Mit diesen Worten, wandte er sich Richtung Schlafzimmer um, wo er sich trockene Sachen heraus suchte. Anschließend ging er ins Bad und schloss hinter sich die Tür. Seine nassen Sachen warf er achtlos über die Duschwände, an welche sie sich eng anschmiegten. Danny nahm sich sein Badehandtuch, trocknete sich ab und stellte dabei fest, dass er wirklich nass bis auf die Haut war, selbst seine Short musste er wechseln. Dabei überlegte er nun erneut fieberhaft, was Kim ihm wohl erzählen würde. Die wichtigere Frage war aber, konnte er ihr helfen? Nebenbei tippte er, immer mal wieder, auf seinem Handy herum und erblickte die Nachrichten, welche in seiner Abwesenheit angekommen waren.
 

Ich komme gegen 19 Uhr bei dir vorbei. Meine Nationalmannschaft hat ihr Trainingslager bei dir in der Nähe aufgeschlagen.
 

Danny seufzte auf, als er die Nachricht von Kim las, welche sie kurz nach seiner letzten verfasst hatte. Okay nun wusste er zumindest, wieso sie hier war. Alex war ihm allerdings noch die Erklärung schuldig, weswegen.
 

Deine Schwester ist hier. Weißt du davon? Oder kam es nicht soweit, weil ihr euch gestritten habt? Und jetzt sag endlich was vorgefallen ist, lass mich nicht ins Messer laufen. Du weißt ich nehme jedes Fettnapf mit!
 

Nachdem er die Nachricht an Alex abgeschickt hatte, las er die andere Nachricht, die noch seine Aufmerksamkeit forderte. Sie war von Michael. Er schrieb kurz, dass er zwei Angebote hatte von neuen Mannschaften und ob er Montag Zeit hätte. Natürlich hatte er, was er Michael auch so gleich mitteilte. Anschließend stellte er das Handy auf stumm. Er wollte nicht, das irgendwer ihn störte, während er Kim zu hörte. Sollte Alex antworten, würde er es durch die leichte Vibration mit bekommen, hoffte er zumindest. Er griff nach seinem Shirt und kam zurück ins Wohnzimmer, wo er begann es schnell überzustreifen.

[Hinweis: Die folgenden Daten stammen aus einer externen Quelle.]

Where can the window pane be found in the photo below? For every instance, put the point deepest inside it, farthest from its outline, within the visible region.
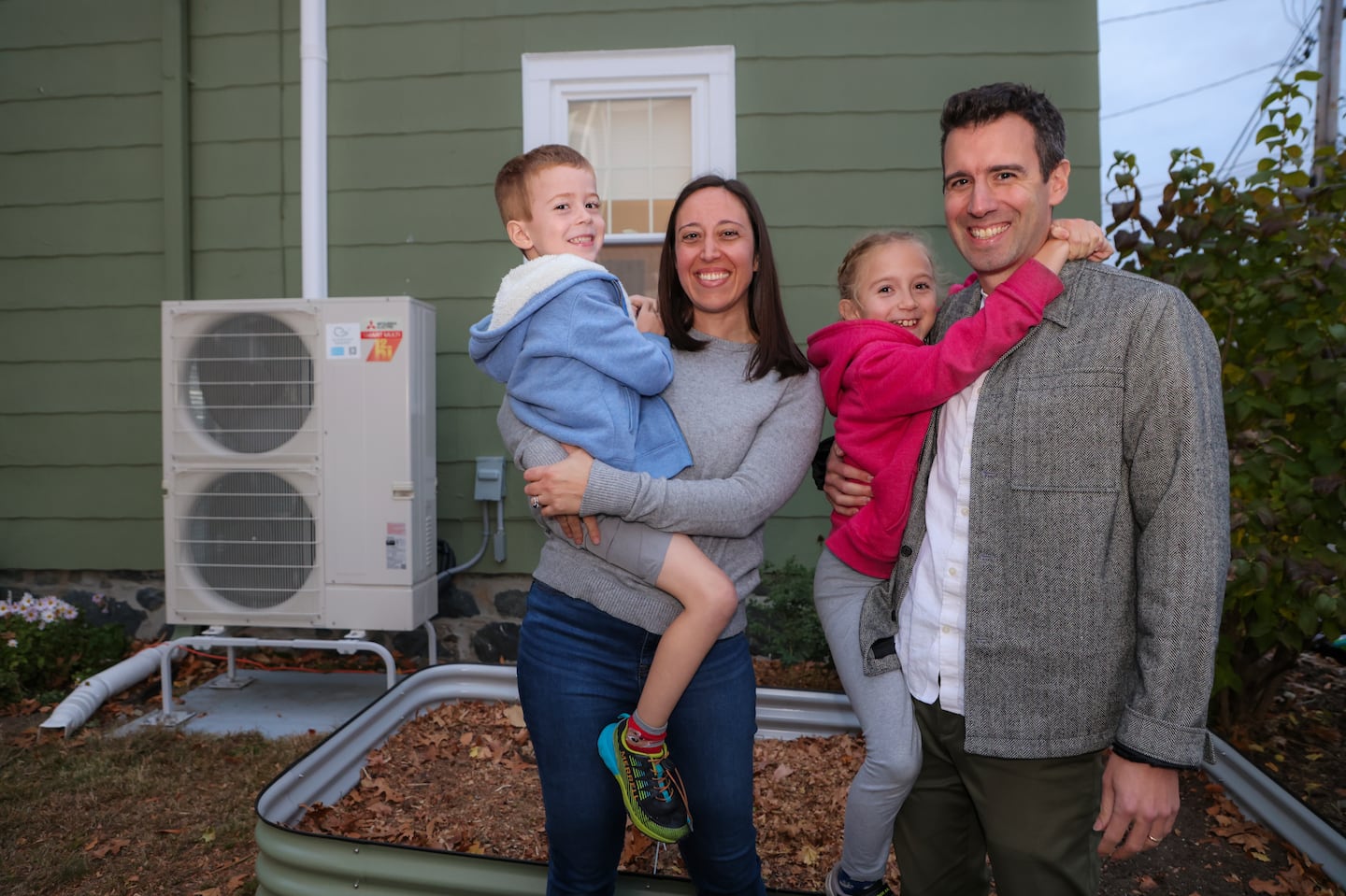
(642, 153)
(637, 265)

"Also Kimmy... argh", sagte er und wurde von einem kurzen Machtkampf mit seinem Shirt unterbrochen, "Wo drückt der Schuh?"

Dass es mit Alex zu tun hatte, wollte er ihr lieber nicht sagen. Wer wusste schon, wie sie reagieren würde. Kurz darauf vernahm er ein Schluchzen.

"Es ist wegen Alex. Er ist so ein Arsch."

`Wohl wahr, er hat mir nämlich nicht gesagt, was er angestellt hat´, dachte Danny bei sich.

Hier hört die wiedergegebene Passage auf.